Sabino's early opalescent glass had a higher arsenic content than most of his competitors, but his glass formula is reported to have changed after World War II to reduce this component. The earlier glass is said to feel and look different with a softer and "soapy" feel.

Early Sabino glass was marked "Sabino France" if intended for export, or "Sabino Paris" if intended for sale within France. Larger pieces still carry the "Sabino Paris" signature, which was etched onto the base of the pieces. Smaller pieces are marked "Sabino France" moulded into the side of the item. Some components as some shades were not signed. They were sold to other makers for special orders or productions. "Verart" and "Vernox" were two other trade marks used by Sabino during the 1930's. They were developed to compete in the cheaper market for opalescent glass that had been opened up by companies like Holophane (trademark "Verlys").

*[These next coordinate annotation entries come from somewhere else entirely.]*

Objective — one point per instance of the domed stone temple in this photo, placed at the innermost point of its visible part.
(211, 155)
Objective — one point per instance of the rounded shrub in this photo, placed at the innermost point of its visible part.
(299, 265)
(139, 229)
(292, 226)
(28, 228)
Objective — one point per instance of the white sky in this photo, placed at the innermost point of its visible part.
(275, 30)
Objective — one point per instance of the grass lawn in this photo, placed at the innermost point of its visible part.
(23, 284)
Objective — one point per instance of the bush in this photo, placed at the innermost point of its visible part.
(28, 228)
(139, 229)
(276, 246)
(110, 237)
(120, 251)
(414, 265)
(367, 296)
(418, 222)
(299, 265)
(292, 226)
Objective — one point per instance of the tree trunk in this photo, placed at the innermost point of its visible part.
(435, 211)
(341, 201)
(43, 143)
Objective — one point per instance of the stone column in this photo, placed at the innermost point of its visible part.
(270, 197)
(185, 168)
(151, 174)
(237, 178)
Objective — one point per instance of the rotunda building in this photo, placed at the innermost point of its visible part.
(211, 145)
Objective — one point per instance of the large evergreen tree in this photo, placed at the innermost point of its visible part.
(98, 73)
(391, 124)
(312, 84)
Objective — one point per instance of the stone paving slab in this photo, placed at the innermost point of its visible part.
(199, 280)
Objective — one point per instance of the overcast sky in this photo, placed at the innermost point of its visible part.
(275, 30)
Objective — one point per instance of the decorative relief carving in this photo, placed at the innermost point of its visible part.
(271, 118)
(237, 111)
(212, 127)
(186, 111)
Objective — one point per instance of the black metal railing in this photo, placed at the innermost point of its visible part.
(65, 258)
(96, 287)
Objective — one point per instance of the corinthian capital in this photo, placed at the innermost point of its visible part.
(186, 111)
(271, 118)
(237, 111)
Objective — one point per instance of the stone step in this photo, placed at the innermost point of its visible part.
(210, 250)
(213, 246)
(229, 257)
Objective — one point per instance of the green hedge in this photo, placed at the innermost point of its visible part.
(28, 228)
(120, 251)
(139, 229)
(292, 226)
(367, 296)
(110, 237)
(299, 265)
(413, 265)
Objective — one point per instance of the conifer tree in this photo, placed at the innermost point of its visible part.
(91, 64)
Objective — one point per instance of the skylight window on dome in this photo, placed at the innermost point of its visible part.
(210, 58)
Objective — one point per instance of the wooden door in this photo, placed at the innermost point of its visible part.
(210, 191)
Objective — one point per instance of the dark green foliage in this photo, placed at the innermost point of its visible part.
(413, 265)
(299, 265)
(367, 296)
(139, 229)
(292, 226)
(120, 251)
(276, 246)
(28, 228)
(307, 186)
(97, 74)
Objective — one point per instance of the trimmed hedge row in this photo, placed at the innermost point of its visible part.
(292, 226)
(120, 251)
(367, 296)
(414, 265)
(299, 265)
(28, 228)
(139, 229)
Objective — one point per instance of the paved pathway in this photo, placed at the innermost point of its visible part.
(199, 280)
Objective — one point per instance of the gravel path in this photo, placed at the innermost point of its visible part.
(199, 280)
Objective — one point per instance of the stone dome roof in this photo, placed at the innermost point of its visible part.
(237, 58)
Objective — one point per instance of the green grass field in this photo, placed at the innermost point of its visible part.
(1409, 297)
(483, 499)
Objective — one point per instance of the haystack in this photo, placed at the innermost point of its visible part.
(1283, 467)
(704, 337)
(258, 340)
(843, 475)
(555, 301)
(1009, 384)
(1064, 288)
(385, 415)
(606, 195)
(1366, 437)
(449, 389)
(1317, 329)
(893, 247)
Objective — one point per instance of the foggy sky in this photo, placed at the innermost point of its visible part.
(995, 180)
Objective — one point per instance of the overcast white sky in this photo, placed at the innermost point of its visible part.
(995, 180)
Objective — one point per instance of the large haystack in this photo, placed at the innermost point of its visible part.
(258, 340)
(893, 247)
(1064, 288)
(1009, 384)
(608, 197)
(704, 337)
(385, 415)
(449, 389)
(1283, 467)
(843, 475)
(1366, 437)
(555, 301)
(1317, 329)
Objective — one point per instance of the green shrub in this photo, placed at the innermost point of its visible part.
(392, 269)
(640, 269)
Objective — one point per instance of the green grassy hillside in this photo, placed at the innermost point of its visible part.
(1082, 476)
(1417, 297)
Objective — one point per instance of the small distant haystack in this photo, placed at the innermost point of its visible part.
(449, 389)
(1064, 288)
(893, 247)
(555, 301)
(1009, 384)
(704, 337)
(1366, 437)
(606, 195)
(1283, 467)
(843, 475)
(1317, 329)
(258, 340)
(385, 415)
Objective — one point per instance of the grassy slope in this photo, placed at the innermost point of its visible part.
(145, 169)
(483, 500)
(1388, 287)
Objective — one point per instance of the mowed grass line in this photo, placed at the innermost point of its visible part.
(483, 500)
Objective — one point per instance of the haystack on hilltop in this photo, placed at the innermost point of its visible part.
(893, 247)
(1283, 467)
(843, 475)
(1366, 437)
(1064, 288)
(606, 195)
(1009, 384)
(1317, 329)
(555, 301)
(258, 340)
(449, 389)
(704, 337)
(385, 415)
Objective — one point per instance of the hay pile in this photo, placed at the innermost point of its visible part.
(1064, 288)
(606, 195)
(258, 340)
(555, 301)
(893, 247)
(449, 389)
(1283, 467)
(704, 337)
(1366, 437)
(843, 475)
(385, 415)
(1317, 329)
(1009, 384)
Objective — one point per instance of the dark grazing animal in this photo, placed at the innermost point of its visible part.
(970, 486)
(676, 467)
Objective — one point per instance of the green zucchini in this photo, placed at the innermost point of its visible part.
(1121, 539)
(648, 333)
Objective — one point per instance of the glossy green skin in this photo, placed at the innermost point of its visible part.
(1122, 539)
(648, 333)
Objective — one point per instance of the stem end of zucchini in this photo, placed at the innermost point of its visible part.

After World War II M. E. Sabino transferred operations to his nephew and adopted son Gripoix-Sabino. The elder Sabino died in 1961, by which time the company was again producing opalescent glass using the same moulds that he had designed. No new post WWII designs were created. All their output was exported to the USA. In 1978 Gripoix-Sabino sold the entire Sabino operation (moulds, factory, designs, rights and glass formulae) to the company's American agent Richard Choucroun and his "Sabino Crystal Company". The factory is still in France because the moulds are cultural heritage and are not allowed to leave the country. The company still uses the old moulds to reproduce badly finished decorative objects in a poor quality opalescent glass which are all transported to the US or proposed on eBay (there, the most often, the Sabino pieces are new from SCC). The shades in normal white pressed glass are not reproduced nor re-edited and authentic Marius Sabino pieces.